Par ailleurs, différentes dispositions de la loi organisent la coopération de la CNIL avec des organismes extérieurs :

– le président de la commission d’accès aux documents administratifs (CADA) ou son représentant siège à la CNIL et les deux autorités se réunissent dans un collège unique pour traiter de sujets d’intérêt commun, sur l’initiative conjointe de leurs présidents (100) ;

– la CNIL et l’Autorité de régulation des communications électroniques et des postes (ARCEP) peuvent se saisir mutuellement pour avis sur les questions relevant de leurs compétences respectives (101) ;

– la CNIL peut, à la demande d’une autorité de contrôle d’un État non membre de l’Union européenne, « dès lors que celui-ci offre un niveau de protection adéquat des données à caractère personnel » procéder à des contrôles et lui communiquer des informations, sous réserve d’avoir conclu une convention avec cette autorité (102) et à l’exception des traitements dits « de souveraineté ».

La loi a également renforcé l’efficacité des procédures de la CNIL. L’article 64 a modifié l’article 45 de la loi du 6 janvier 1978 afin de réduire le délai de mise en demeure de faire cesser un manquement, en cas « d’extrême urgence », de cinq jours à vingt-quatre heures. Lorsqu’un manquement ne peut pas faire l’objet d’une mise en conformité dans le cadre d’une mise en demeure, la formation restreinte de la CNIL peut directement prononcer une sanction, après une procédure contradictoire.
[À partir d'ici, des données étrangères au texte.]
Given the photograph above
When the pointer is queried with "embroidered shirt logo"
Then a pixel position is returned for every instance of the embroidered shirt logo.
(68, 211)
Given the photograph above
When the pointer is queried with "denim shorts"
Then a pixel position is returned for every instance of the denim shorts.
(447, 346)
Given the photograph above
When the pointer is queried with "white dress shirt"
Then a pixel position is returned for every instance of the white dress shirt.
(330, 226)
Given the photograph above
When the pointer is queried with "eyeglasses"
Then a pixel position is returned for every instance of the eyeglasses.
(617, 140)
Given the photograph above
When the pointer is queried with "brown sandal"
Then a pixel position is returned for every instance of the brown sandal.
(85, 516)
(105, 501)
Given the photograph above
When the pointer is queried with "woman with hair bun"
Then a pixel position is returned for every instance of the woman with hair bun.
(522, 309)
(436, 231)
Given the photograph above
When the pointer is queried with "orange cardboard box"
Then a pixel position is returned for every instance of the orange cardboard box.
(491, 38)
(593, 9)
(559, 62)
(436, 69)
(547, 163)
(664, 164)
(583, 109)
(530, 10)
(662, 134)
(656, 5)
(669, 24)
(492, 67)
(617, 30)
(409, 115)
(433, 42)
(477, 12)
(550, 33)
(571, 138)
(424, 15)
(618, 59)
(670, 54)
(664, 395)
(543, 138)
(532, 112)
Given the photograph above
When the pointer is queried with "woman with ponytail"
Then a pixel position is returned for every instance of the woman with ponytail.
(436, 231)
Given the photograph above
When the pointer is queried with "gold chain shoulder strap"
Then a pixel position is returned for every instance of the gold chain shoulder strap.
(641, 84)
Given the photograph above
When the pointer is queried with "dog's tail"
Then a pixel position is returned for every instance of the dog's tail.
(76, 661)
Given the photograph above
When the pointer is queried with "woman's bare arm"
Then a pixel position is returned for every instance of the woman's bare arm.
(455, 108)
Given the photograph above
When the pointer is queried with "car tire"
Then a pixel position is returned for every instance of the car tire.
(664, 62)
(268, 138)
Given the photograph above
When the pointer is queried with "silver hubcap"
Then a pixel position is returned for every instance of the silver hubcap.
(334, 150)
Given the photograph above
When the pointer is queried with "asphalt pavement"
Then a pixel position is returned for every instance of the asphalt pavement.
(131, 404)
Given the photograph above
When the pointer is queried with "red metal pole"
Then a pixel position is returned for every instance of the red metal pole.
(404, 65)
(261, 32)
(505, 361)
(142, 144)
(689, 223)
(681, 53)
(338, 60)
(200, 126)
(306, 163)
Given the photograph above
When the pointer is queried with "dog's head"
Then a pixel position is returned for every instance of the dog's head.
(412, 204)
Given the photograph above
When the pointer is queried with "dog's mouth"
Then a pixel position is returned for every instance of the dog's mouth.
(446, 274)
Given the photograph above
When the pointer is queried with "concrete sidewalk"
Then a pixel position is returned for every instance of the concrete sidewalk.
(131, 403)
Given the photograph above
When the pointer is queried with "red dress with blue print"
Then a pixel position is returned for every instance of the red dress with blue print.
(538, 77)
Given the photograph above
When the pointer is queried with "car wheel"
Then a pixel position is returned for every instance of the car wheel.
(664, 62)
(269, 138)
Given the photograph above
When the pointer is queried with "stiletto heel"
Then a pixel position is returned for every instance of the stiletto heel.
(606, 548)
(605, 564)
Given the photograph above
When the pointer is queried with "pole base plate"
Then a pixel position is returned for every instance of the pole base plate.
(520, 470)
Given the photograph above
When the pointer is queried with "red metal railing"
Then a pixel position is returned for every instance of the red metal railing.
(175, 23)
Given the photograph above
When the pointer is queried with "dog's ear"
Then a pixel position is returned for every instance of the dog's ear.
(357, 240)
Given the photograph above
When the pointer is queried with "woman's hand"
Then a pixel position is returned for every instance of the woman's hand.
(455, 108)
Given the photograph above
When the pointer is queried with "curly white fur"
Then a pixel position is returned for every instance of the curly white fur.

Le I de l’article 65 modifie l’article 47 de la loi du 6 janvier 1978 afin de porter le montant maximal des sanctions , auparavant fixé à 150 000 euros, ou 300 000 euros cas de manquement réitéré du responsable de traitement à ses obligations, à 3 millions d’euros. Il précise que la formation restreinte de la CNIL doit notamment prendre en compte « le caractère intentionnel ou de négligence du manquement, les mesures prises par le responsable du traitement pour atténuer les dommages subis par les personnes concernées, le degré de coopération avec la commission afin de remédier au manquement et d’atténuer ses effets négatifs éventuels, les catégories de données à caractère personnel concernées et la manière dont le manquement a été porté à la connaissance de la commission. »

Il s’agit d’une disposition transitoire , le II de l’article 65 prévoyant qu’à compter du 25 mai 2018, les sanctions prononcées par la CNIL dans le champ du règlement le seront conformément à l’article 83 dudit règlement.

Vos rapporteurs tiennent à souligner l’importance de la réflexion sur l’usage des algorithmes et se félicitent des avancées intervenues en France , notamment du lancement par l’Institut national de recherche en informatique et automatique (INRIA) de la plateforme TransAlgo, évoqué lors de son audition par M. Daniel Le Métayer, directeur de recherche dans cet institut. Cette plateforme scientifique aura notamment pour objectif de vérifier et de tester les algorithmes de traitement de données et de favoriser la conception d’algorithmes responsables et transparents (103). Cette initiative fait suite aux recommandations d’un rapport du Conseil général de l’économie sur la régulation des algorithmes (104).

Si certaines mesures d’adaptation requises par le règlement ne suscitent pas de débats, en revanche d’autres questions demeurent en suspens et devront être tranchées par le législateur.